Dieses Potential von einem Fünftel extremistischer Wähler ist nun für den zweiten Wahlgang keineswegs automatisch festgelegt. Weder die Rechtsextremen auf den Rechten Sarkozy, noch die Linksextremen auf die Linke Royal.

Die Rechtsextremen sind zwar für Sarkozy wegen seiner Härte gegenüber Kriminellen und seiner Einwandererpolitik. Aber zugleich lehnen sie ihn als einen Liberalen und Prokapitalisten heftig ab; unterschwellig auch wegen seiner jüdischen Vorfahren. Die Linksextremen sind für Royal wegen ihrer Staatsgläubigkeit und Gewerkschaftsnähe; aber sie lehnen sie als eine typische Vertreterin der Pariser Elite, als volksferne Bürgertochter, ebenso entschieden ab.
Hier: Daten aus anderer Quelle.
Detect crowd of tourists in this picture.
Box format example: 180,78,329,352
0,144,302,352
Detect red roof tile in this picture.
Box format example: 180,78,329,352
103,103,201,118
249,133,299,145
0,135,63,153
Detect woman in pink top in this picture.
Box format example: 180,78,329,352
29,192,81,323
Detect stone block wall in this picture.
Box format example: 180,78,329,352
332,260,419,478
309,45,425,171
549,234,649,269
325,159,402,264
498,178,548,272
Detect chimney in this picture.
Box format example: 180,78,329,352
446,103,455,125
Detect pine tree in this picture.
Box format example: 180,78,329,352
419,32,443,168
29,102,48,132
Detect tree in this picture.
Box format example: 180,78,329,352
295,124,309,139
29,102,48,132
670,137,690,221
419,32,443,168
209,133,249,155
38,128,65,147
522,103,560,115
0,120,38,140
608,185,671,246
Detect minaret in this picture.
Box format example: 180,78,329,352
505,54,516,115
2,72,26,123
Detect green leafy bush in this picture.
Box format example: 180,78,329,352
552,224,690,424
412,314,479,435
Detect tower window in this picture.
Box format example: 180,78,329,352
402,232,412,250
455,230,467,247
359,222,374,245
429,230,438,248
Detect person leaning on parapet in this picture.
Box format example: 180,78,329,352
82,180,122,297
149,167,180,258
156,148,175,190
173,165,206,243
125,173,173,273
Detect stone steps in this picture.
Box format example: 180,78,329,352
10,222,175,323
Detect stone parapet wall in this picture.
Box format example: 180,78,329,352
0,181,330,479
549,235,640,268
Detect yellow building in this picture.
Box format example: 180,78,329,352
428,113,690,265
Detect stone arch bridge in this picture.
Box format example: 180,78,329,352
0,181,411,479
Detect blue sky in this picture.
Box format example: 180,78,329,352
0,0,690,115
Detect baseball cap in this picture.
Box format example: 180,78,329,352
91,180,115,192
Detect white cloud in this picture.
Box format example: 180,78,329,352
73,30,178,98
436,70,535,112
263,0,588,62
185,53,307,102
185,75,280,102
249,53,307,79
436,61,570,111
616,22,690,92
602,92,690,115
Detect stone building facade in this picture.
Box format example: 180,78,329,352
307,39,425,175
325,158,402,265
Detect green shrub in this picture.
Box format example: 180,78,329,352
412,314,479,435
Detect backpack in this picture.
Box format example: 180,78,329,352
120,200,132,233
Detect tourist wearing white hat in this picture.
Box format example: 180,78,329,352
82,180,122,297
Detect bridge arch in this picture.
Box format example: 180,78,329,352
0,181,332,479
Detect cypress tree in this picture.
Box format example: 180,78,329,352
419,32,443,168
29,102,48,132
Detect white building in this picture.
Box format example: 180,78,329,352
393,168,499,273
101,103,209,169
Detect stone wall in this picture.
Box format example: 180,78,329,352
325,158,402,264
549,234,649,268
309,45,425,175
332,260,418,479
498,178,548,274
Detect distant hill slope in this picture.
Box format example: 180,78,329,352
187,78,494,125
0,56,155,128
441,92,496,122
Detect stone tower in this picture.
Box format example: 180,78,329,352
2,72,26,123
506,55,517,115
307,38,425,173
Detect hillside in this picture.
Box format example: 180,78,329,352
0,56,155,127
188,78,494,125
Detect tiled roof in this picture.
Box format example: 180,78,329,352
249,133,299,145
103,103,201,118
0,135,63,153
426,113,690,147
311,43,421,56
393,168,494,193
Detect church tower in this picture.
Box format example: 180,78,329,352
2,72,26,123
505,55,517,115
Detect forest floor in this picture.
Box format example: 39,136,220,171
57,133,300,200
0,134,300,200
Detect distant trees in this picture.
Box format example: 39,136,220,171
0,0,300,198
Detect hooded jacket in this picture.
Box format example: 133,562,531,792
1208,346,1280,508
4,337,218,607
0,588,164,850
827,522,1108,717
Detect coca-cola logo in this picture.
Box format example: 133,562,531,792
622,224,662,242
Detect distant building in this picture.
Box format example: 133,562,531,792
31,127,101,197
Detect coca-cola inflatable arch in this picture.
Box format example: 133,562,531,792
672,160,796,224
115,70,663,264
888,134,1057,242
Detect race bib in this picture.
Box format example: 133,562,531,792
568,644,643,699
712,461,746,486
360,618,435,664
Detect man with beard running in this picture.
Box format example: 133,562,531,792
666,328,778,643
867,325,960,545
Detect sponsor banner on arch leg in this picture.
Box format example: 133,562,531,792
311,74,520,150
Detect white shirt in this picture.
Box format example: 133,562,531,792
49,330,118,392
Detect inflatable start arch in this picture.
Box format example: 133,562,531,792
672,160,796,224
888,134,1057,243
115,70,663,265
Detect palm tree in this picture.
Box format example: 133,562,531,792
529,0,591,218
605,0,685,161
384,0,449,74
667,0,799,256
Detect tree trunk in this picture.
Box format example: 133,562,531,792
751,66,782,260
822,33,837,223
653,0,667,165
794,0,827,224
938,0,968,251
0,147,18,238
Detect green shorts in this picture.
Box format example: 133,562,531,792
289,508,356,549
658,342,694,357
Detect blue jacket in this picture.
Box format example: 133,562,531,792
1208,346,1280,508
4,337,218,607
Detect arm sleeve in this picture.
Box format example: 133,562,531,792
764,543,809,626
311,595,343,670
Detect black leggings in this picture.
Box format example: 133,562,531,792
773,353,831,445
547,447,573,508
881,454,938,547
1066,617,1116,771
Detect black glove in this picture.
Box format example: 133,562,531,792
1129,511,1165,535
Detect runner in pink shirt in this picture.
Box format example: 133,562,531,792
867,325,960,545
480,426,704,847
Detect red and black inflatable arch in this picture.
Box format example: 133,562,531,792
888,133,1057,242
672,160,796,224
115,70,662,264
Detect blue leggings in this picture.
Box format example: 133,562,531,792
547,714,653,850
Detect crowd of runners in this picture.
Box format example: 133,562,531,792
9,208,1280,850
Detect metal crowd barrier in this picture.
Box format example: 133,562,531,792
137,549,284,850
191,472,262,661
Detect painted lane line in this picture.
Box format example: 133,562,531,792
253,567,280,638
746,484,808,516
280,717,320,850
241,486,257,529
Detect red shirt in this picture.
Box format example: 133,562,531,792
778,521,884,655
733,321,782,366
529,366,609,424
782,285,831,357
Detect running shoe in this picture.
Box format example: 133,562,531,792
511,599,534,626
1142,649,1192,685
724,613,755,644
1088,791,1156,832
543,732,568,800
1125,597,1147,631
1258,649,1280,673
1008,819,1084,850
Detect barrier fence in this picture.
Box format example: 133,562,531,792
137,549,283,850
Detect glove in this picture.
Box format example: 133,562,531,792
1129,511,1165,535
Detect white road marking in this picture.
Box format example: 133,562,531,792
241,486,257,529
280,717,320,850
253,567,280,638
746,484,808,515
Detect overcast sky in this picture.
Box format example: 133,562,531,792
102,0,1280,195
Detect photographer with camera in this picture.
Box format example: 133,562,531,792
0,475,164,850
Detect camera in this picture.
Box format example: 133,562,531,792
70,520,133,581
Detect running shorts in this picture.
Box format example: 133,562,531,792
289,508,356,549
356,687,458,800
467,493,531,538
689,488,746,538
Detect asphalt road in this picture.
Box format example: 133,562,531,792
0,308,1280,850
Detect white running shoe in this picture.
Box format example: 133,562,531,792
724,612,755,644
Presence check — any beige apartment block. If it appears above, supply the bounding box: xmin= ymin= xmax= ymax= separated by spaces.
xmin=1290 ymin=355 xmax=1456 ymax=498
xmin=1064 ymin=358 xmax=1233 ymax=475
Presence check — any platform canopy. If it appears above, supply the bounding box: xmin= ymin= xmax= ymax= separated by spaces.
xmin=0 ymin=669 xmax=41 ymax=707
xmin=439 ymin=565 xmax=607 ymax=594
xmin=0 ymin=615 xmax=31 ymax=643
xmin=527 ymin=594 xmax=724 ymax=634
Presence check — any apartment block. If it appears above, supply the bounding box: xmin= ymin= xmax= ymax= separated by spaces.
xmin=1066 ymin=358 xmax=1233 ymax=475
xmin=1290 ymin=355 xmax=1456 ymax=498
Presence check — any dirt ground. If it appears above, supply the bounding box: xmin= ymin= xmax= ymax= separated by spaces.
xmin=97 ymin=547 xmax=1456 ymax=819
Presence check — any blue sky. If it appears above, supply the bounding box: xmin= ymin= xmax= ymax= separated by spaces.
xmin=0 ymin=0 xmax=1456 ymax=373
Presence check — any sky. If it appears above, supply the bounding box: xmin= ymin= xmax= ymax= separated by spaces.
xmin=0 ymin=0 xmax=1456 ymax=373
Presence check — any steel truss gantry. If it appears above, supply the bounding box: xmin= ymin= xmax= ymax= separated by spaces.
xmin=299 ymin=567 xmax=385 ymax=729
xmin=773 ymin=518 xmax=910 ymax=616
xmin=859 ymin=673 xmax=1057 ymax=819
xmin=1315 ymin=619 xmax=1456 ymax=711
Je mehr sich nun Royal den Bayrou- Wählern andient, umso unattraktiver wird sie für die extremistischen Wähler. Umso mehr tendieren diese also zu Sarkozy.

Eine neue Umfrage des Instituts Ifop zeigt diesen Trend (wenn auch die Daten einer einzelnen Umfrage immer vorsichtig interpretiert werden sollten): Die Zahl der Bayrou-Wähler, die Sarkozy wählen wollen, ist seit vergangenem Samstag um vier Prozentpunkte gefallen. Aber im selben Zeitraum ist die Zahl der Le-Pen- Wähler, die Sarkozy wählen wollen, um 12 Prozentpunkte gestiegen. In absoluten Zahlen ist dieser Zuwachs von rechtsaußen größer als der Verlust zur Mitte hin.

Und von denjenigen, die im ersten Wahlgang die extreme Linke gewählt haben, wollen inzwischen immerhin 21 Prozent für Sarkozy stimmen.